Dr. Jackie Quisno
 
Aging is inevitable. While the birthdays keep coming, we do not have to stand idle. It took you several years to learn to Be Smart, so here are some tips on how to stay smart.

1. Be physically active.
Exercise increases blood flow to your brain and doesn't necessarily require a gym membership or equipment. Walking is safe, cheap and effective. The recommended amount of exercise is 150 minutes a week of moderate aerobic activity (brisk walking). Walking with a buddy can be a great way to feed your brain and add in social activity.

2. Feed your brain fish.
People who eat cold-water fish once a week have a 60 percent reduced risk of developing Alzheimer's disease/ dementia. If you aren't a fan of seafood, omega-3 fatty acids are also found in flaxseed, walnuts, kale and sprouts. Omega-3 can be taken as a supplement at 500 mg per day.

3. Be organized.
A cluttered space can create chaos for your mind. Simplify your surroundings. Making notes and using a calendar can help you prioritize your time and accomplish more tasks.

4. Be social.
Maintain relationships with family and friends and build new relationships. Social ties help battle depression and stress, both of which can make memory issues more problematic. Interacting with others will stimulate the area in your brain that helps with planning and decisionmaking.

5. Be rested.
Most adults need 7-8 hours of sleep daily. Often as we get older, it becomes more difficult to maintain good sleep patterns. A brief nap in the afternoon can help recharge your brain.

6. Be tobacco free.
Smoking raises the risk of vascular events in your brain that could lead to stroke. Smoking also decreases oxygen delivery and blood flow in the brain.

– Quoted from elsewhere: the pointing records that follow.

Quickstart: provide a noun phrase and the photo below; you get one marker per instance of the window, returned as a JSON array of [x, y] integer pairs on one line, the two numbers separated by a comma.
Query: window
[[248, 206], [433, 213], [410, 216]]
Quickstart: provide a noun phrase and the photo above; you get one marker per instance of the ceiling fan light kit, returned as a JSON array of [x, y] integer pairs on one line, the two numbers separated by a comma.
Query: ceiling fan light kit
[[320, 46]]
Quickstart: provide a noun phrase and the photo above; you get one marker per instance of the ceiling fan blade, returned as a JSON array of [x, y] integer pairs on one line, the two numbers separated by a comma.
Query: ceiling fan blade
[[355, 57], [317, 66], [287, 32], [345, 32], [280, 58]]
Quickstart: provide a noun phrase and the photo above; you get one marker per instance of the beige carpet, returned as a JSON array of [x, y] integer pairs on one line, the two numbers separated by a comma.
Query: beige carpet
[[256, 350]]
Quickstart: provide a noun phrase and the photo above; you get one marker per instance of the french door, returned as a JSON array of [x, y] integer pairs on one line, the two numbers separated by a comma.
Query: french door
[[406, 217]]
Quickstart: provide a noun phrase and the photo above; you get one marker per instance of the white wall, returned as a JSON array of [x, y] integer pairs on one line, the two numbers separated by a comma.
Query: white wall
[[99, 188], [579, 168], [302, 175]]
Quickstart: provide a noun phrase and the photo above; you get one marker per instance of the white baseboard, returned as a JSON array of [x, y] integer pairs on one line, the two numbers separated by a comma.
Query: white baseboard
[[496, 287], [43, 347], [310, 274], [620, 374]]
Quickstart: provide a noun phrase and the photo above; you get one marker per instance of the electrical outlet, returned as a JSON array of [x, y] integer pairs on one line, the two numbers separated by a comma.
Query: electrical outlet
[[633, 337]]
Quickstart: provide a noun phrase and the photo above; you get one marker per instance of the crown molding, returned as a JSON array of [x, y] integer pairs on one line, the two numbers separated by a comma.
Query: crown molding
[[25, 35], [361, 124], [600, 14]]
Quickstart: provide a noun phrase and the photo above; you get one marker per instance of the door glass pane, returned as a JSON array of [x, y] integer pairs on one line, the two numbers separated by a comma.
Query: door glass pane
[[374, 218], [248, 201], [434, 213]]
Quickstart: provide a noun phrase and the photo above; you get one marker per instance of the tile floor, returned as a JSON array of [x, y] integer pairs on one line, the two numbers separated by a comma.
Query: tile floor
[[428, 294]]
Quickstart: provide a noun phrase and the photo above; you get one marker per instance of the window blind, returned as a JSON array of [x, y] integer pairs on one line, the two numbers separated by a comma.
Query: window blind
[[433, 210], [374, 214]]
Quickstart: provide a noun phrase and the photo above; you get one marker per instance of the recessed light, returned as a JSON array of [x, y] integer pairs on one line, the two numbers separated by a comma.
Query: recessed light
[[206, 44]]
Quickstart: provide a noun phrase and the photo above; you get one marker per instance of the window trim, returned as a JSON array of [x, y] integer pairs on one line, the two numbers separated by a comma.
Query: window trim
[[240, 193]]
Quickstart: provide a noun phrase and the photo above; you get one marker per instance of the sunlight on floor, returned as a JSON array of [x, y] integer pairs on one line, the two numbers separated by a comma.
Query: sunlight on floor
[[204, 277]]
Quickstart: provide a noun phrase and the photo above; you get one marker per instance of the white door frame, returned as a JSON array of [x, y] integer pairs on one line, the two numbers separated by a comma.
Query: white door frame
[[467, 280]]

7. Manage chronic health conditions.
Diabetes, high cholesterol, hypertension and chronic lung disease can affect how our brains receive nutrients and oxygen. Discuss treatment goals with your doctor, as well as potential side effects of medications. Depression can have a huge impact on our overall health and mental well-being.

8. Be mentally active.
Brain exercise is important to maintain cognitive abilities. While games such as Scrabble and sudoku offer some stimulation, novel stimulation is more beneficial. Learning a new language, cooking a new recipe or even driving a different route to the store can stimulate your brain function more effectively. Visiting with others is another common way to flex our brain muscle.

Aging gracefully by maintaining cognition is priceless to maintaining our independence as we get older. Exercise, both mental and physical, is key.


 
Jackie Quisno, M.D., is a family physician and the associate director of the UND Center for Family Medicine. Although her practice focuses on women's health and obstetrics, she treats patients of all ages.